Weighted dataset

SamuelLacombe · January 12, 2023, 2:02am

Hello,

I want to train a model with multiple languages. To do so, I have the Source and Target for each language in individual files. Some languages have files much, much bigger than others. Based on the description on the website:

This configuration will create a weighted dataset where examples will be randomly sampled from the data files according to the provided weights. The weights are normalized by the file size so that examples from small files are not repeated more often than examples from large files during the training.

Should I set the weights all even since there is normalization? Or give more weight to the smaller files to counterbalance the normalization?

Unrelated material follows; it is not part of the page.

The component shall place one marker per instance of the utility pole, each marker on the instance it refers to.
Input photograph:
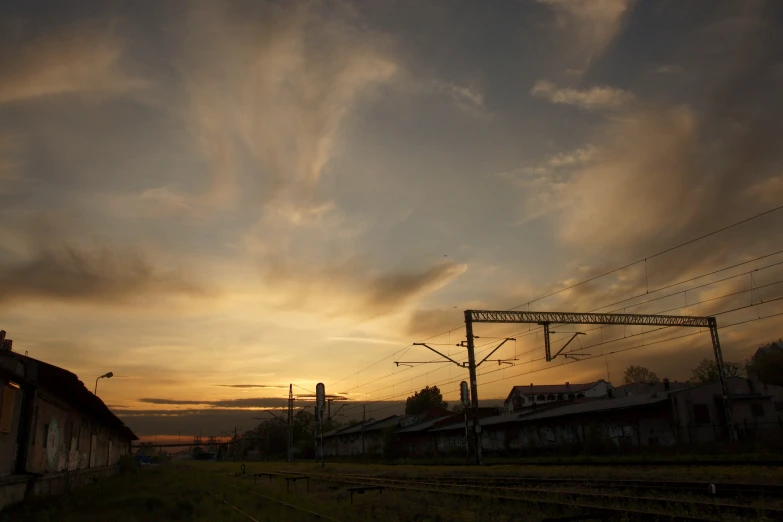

I want to make sure the model doesn’t focus too much on the languages with more data.

Thank you,
Samuel

guillaumekln · January 12, 2023, 10:24am

Hi,

If you want the training to see the same number of lines from each file, you should give more weights to smaller files.

For example, if corpus A is 2 times smaller than corpus B, you could give weight 2 to corpus A and weight 1 to corpus B.

liu663 · March 21, 2023, 1:27pm

How to give different weights to different corpora in the script file, I didn’t find it in the tutorial, if you can help answer, it will be very grateful！

SamuelLacombe · March 22, 2023, 2:55am

Hello,

I did not have the time to experience it yet, but search for “train_files_weights” on the forum you will find few examples!

Best regards,
Samuel